Genesis était une variante sous-estimée à chaque étape de leur carrière.

À l’ère du proggier Peter Gabriel, ils étaient principalement un phénomène des charts britanniques, ne remportant que deux entrées sur le Billboard 200. Et des albums comme The Lamb Lies Down on Broadway, construits autour d’un concept philosophique et fantasmagorique, étaient destinés à diviser les critiques.

Puis, alors qu’ils évoluaient pour devenir un numéro plus rationalisé et axé sur les crochets avec Phil Collins derrière le micro, ils ont été confrontés à une nouvelle catégorie de commentaires négatifs: certains fans originaux ont déploré le manque d’épopées de 20 minutes, et les journalistes les plus étouffants ont crié « sell-out « à des coups doux comme » Invisible Touch « .

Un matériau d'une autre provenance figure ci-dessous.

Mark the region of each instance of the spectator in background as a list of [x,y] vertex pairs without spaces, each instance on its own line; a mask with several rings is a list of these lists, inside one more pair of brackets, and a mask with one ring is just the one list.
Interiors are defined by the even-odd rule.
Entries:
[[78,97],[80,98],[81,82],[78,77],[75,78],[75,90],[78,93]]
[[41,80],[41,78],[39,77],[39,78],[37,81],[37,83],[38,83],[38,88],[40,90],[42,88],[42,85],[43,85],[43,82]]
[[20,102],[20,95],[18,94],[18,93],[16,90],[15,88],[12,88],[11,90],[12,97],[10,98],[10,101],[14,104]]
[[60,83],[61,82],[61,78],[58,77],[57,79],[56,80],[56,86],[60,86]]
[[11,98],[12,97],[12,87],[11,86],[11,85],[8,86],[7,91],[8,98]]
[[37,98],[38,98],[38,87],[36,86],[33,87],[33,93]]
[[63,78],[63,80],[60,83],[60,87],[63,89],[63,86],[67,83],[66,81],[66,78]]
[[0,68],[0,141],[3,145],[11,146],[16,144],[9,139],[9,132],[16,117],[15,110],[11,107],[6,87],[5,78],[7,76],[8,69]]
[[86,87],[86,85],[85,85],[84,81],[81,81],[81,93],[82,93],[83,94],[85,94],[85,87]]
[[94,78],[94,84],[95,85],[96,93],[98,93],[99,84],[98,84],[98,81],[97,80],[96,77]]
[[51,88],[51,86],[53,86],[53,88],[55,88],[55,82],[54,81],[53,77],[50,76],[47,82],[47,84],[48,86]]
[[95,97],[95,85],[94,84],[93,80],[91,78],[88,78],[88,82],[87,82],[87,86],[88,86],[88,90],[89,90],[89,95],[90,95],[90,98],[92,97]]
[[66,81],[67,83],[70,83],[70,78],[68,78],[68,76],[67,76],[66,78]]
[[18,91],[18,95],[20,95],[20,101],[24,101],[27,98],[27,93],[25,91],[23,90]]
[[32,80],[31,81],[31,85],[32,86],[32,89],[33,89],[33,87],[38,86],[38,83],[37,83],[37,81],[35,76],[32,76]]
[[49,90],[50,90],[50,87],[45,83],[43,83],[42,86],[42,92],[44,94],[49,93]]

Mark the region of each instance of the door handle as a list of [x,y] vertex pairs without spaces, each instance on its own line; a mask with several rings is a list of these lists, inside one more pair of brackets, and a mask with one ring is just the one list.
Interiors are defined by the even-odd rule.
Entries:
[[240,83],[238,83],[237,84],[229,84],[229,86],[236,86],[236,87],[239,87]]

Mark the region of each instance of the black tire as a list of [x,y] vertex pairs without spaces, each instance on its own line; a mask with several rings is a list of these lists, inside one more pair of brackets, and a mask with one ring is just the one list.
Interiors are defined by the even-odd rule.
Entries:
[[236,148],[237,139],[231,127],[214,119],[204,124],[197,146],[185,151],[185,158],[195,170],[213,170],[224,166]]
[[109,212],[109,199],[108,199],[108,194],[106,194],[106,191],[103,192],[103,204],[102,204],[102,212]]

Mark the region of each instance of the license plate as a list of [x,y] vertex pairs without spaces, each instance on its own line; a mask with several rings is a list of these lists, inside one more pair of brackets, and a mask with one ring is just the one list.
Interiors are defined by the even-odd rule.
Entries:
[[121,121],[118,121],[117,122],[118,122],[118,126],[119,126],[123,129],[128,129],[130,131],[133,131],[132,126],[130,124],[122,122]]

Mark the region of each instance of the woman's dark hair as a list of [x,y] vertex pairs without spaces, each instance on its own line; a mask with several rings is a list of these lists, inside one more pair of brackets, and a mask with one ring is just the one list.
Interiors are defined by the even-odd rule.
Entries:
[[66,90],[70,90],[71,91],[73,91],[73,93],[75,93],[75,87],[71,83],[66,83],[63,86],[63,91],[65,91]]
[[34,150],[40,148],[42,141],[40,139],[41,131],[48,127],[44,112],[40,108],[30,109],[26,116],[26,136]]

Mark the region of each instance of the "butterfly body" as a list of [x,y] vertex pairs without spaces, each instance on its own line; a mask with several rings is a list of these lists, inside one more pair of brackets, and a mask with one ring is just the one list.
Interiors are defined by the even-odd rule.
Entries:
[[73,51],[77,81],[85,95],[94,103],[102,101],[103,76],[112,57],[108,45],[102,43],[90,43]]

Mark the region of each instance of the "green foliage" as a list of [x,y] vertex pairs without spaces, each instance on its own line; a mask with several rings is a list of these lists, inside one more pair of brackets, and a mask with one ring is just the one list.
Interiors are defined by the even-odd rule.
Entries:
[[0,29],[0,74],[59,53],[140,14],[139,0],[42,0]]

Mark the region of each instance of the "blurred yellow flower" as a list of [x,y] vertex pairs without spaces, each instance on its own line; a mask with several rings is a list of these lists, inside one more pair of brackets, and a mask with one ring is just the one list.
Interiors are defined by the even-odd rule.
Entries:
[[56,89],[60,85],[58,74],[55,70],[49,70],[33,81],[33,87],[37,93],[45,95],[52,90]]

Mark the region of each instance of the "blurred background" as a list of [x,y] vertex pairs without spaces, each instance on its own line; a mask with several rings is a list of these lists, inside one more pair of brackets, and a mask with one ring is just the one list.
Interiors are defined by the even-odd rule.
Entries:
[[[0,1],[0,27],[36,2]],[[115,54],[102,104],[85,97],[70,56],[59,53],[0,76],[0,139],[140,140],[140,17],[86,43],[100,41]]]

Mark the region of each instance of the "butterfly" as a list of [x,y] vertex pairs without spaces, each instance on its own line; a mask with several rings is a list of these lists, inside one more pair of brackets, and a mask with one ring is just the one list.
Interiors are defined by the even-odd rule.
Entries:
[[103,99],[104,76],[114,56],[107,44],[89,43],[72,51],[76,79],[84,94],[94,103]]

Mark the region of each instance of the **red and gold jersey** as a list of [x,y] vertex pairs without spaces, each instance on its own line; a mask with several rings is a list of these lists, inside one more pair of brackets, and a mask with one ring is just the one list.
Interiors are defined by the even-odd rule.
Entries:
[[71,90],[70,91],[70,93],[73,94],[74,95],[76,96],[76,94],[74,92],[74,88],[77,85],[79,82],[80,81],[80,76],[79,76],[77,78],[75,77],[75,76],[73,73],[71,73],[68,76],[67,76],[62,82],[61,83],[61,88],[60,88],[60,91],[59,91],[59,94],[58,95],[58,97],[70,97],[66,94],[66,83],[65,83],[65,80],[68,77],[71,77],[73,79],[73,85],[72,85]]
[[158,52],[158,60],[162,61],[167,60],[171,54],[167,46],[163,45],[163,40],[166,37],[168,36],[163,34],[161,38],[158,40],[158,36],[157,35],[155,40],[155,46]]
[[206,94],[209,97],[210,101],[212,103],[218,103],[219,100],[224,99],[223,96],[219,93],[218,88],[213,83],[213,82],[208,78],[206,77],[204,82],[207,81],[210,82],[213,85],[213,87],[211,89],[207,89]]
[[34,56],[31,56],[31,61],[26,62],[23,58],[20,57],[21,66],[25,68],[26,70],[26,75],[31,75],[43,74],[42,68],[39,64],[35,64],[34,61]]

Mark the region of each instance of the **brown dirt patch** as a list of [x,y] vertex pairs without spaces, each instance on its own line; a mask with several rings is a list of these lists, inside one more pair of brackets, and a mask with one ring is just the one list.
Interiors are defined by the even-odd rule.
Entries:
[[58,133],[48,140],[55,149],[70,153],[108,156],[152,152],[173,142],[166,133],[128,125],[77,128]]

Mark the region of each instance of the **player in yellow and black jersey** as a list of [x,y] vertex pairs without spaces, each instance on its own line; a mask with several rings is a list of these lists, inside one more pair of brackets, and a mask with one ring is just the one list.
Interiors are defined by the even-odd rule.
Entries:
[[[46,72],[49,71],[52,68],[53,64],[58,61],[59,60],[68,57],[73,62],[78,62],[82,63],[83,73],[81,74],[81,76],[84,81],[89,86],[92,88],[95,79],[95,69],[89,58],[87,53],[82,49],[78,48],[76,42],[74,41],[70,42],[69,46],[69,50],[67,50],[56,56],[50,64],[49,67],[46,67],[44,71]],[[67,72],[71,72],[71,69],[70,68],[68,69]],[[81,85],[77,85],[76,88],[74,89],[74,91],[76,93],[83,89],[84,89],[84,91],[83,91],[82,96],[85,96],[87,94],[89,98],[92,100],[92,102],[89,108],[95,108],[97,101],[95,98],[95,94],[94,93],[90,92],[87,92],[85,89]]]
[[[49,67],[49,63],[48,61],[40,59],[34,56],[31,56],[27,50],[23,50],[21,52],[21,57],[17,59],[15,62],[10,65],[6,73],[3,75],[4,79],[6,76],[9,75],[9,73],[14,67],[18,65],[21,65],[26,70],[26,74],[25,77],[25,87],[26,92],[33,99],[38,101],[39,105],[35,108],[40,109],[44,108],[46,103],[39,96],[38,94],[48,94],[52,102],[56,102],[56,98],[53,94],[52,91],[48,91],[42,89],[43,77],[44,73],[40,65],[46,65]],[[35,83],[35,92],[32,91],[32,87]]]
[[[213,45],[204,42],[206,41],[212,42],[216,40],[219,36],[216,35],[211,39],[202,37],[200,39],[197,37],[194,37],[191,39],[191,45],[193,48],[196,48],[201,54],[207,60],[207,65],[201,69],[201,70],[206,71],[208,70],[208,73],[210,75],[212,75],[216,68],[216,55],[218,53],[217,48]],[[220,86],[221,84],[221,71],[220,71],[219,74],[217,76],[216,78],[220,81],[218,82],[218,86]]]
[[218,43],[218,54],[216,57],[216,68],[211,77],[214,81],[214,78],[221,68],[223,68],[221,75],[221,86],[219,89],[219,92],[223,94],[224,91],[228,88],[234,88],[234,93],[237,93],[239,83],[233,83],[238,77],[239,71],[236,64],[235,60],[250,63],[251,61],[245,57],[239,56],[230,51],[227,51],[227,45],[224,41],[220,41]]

Pour la liste ci-dessous de Underrated Genesis: The Most Overlooked Song From Each LP, nous avons cherché à prendre en compte toute la portée de la réception: succès commercial, réponse des critiques et des fans, même les propres commentaires du groupe.

«Ai-je vraiment tort?
De: De la genèse à la révélation (1969)

Il est difficile de sous-estimer une chanson de l’album Genesis que personne n’aime. Drapé d’orchestrations de boules de maïs et embourbé par des tentatives maladroites de psychédélisme, il ne propose que des échantillons embryonnaires du style folk-prog qui fleuriraient sur Trespass. «Ai-je vraiment tort? est ce qui se rapproche le plus ici d’un joyau caché, avec Gabriel construisant un drame de rêve éveillé sur un strum à 12 cordes et le piano à sonnerie de Tony Banks.

« Chercher quelqu’un »
De: Trespass (1970)

La plupart des fans de Genesis considèrent « The Knife » comme le tournant créatif du groupe. Il est facile de comprendre pourquoi – le Trespass lourd de Hammond présente de plus près les moments les plus agressifs de Nursery Cryme. Mais l’ouverture « Looking for Someone » est une pièce plus fluide et plus satisfaisante sur le plan émotionnel, avec la voix grinçante de Gabriel qui mène la construction du groupe de folk vaporeux et soul à un programme de marche de bataille. (Pour une raison étrange, ils l’ont joué en direct seulement cinq fois, selon Setlist.fm.)

« Arlequin »
De: Nursery Cryme (1971)

À l’exception de Steve Hackett, qui aime suffisamment le matériel prog classique pour le jouer en direct des décennies plus tard, les gars de Genesis ont ouvertement critiqué une grande partie de leur premier catalogue. Dans ses mémoires de 2014 The Living Years, Mike Rutherford a pris un coup de feu à sa propre ballade tranquille à 12 cordes « Harlequin », l’appelant « assez douteux » et explosant ses propres paroles imagistes. Déplacée! Bien qu’il se classe bien en deçà des majestueuses épopées réservées aux livres « The Musical Box » et « The Fountain of Salmacis », « Harlequin » tient sa place sur Nursery Cryme, présentant un rare moment de calme au milieu de la folie.

« Can-Utlity et les Coastliners »
De: Foxtrot (1972)

Celui-ci est facile basé sur le processus d’élimination. Foxtrot est dominé, à la fois dans les discussions et dans la durée, par sa centrale de 23 minutes, «Supper’s Ready». « Horizons », un instrument acoustique réfléchissant et acoustique de Steve Hackett est devenu un incontournable en solo. Et le premier côté est le plus célèbre pour une paire de classiques percutants, « Watcher of the Skies » et « Get ‘Em Out by Friday ». Cela nous laisse avec deux choix: le «Time Table» comparativement somnolent et le dynamique «Can-Utility and the Coastliners». Ce dernier est le vainqueur incontestable, mis en évidence par les cris vocaux ascendants de Gabriel, le mellotron fantomatique de Banks et un arrangement alimenté à 12 cordes qui glisse agilement du clair au sombre. « Ceux qui aiment notre majesté, se montrent! » Gabriel chante. Ici, mon pote.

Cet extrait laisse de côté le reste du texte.